Adriano Pallotta è un ex infermiere del Santa Maria della Pietà di Roma. Fu lui a far saltare il lucchetto del padiglione degli internati del manicomio, a farli uscire.
C’era lui quel giorno a guidare il piccolo gruppo di infermieri e giovani medici in tirocinio, arrivati lì sull’onda del ’68 universitario, che sostituirono la serratura del cancello interno con una maniglia. La chiave, esistente in unica copia, sparì.

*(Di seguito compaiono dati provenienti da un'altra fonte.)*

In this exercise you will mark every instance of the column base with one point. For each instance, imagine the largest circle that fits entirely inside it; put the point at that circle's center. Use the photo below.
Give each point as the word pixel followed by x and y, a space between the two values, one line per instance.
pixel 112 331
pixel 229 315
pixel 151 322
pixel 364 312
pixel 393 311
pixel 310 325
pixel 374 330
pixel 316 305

«Non è proprio che sparì. C’era uno di noi che era un fifone. Aveva paura di tutto. Della polizia, dei medici, del furgoncino della celere che vedeva dalla finestra. Di finire in galera soprattutto. Lo sapevamo noi che rischiavamo l’arresto a far saltare i lucchetti. Infatti la polizia arrivò, le manette ce le misero. In galera, però, non ci siamo andati. Siccome questo qua c’aveva più paura di tutti, perché c’avevamo paura un po’ tutti ma lui di più, la chiave l’abbiamo gliel’abbiamo messa in mano a lui. Gli abbiamo detto: vai, buttala tu, trova un posto. E lui dal terrore che ci aveva è stato fuori due ore co’ ‘sta chiave, non tornava più. Oh: non m’ha mai detto dove l’ha messa, mai».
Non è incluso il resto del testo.